In una gestione oculata dello “strumento-denaro”, se la quantità di nuovo denaro corrisponde all’aumento della capacità produttiva, non si ha inflazione (se non causata da altri fattori non monetari), ma si ha una equilibrata crescita economica. Se la quantità di denaro è inferiore a quanto richiesto dalla capacità produttiva, si deprime l’economia. Se la quantità è superiore, si crea inflazione, perché il maggiore denaro creato, non potendo aumentare la produzione, si svaluta rispetto al valore della produzione.
Inoltre: il denaro è una creazione giuridica, perché è la legge a stabilire quali pezzi di carta sono banconote a corso legale e quali no, è la legge a stabilire che i numeri scritti sui computer delle banche sono denaro, mentre quelli scritti sul mio computer non lo sono.
E non servono riserve per creare nuovo denaro (rivoluzione I).
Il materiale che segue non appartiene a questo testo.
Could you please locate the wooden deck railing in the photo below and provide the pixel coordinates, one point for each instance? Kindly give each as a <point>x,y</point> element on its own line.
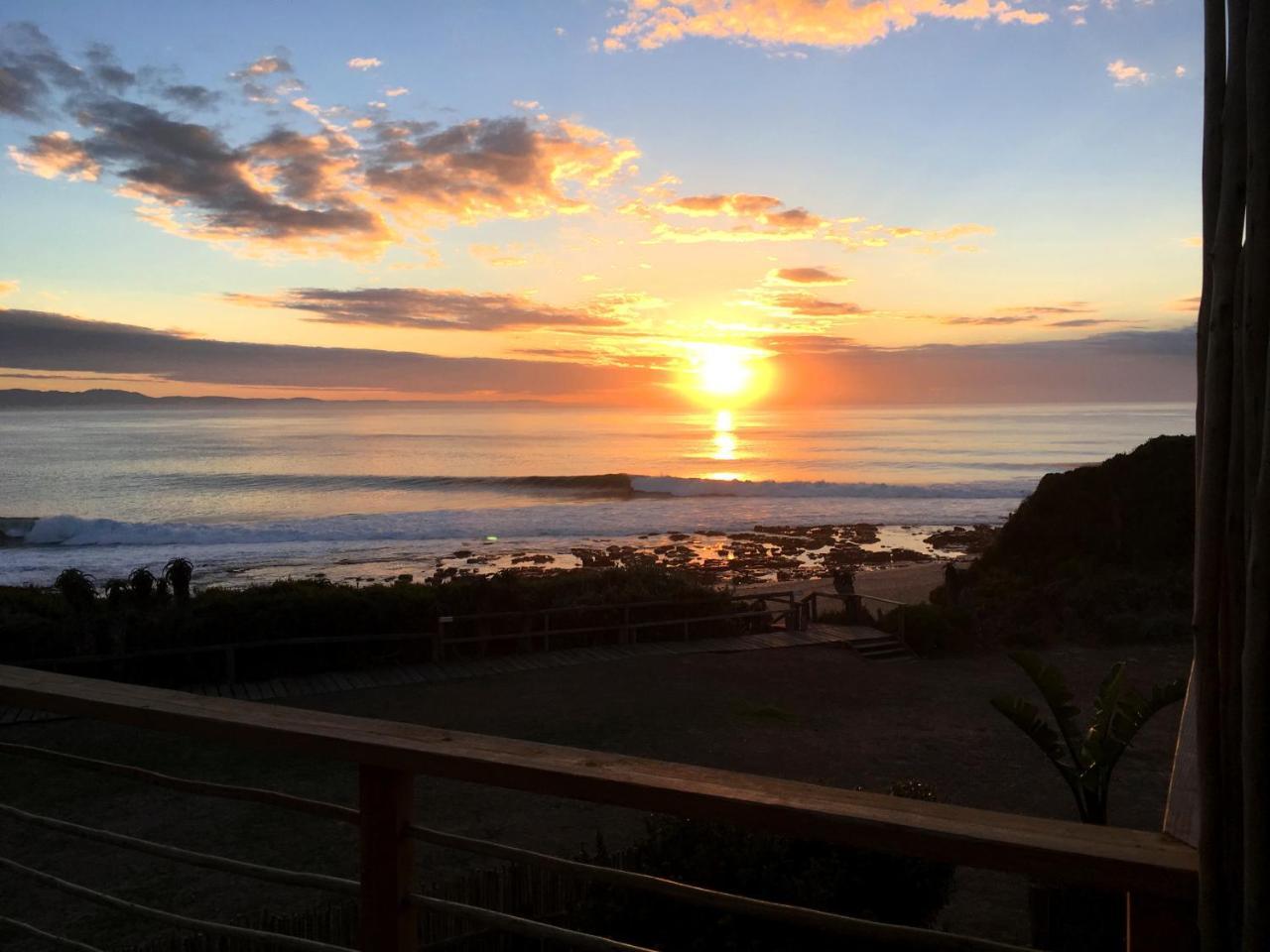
<point>1157,873</point>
Oggi la legge prevede che servano delle riserve (oro, titoli, altre valute), per ragioni “tradizionali”, ma non per reale necessità tecnica.
Durante il governo di Hitler la Germania emetteva denaro (i famosi MEFO) senza riserve, riuscendo senza problemi a risollevare la produzione interna ed a risollevare in pochi anni la disastrata economia tedesca (che usciva dalla Repubblica di Weimar) e a finanziare la costruzione della terribile macchina bellica della Seconda guerra mondiale (la spesa per la piena occupazione, purtroppo, fu mal destinata dal punto di vista politico).
Peraltro usare dei titoli di Stato (carta), come riserva di valore delle banconote (carta), è solo un gioco contabile per farci credere che siano necessarie delle riserve. In realté è ovvio che la carta non può garantire la carta. La vera garanzia di valore del denaro, in realtà, è solo la capacità futura di una economia di produrre beni e servizi in cambio di quel valore nominale.
Se anche, infatti, avessimo i forzieri pieni d’oro, ma non vi fosse nel Paese una capacità produttiva, quell’oro non varrebbe assolutamente nulla, esattamente come non vale nulla la carta e non valgono nulla i bit sui computer delle banche.
Stabilito tutto questo, chi deve avere il diritto di creare il denaro?
Chi deve avere il diritto di spendere per primo il nuovo denaro creato, traendone beneficio economico?
Il bilancio dello Stato
Lo Stato, a nome dei cittadini e imprese che compongono la comunità economica, secondo me, dovrebbe essere l’unico soggetto ad avere diritto di impossessarsi del nuovo potere d’acquisto generato, stampando del nuovo denaro.
Chi altri dovrebbe farlo? Un soggetto privato come la BCE, che neppure è tenuto a rendere conto agli Stati delle sue decisioni e degli effetti sull’economia reale? O le banche private?
Nel mio articolo ho spiegato come si è arrivati, oggi, alla emissione della moneta a corso legale da parte delle banche centrali.
Per ragioni storiche di quando la moneta a corso legale era solo l’oro (che non può essere stampato), è rimasta la tradizione che le nuove banconote vengano emesse a debito.
Una volta, quando le banche detenevano riserve d’oro, emettevano delle note di banco di valore corrispondente alle riserve. La banca imprestava queste banconote, garantite dalla quantità di oro.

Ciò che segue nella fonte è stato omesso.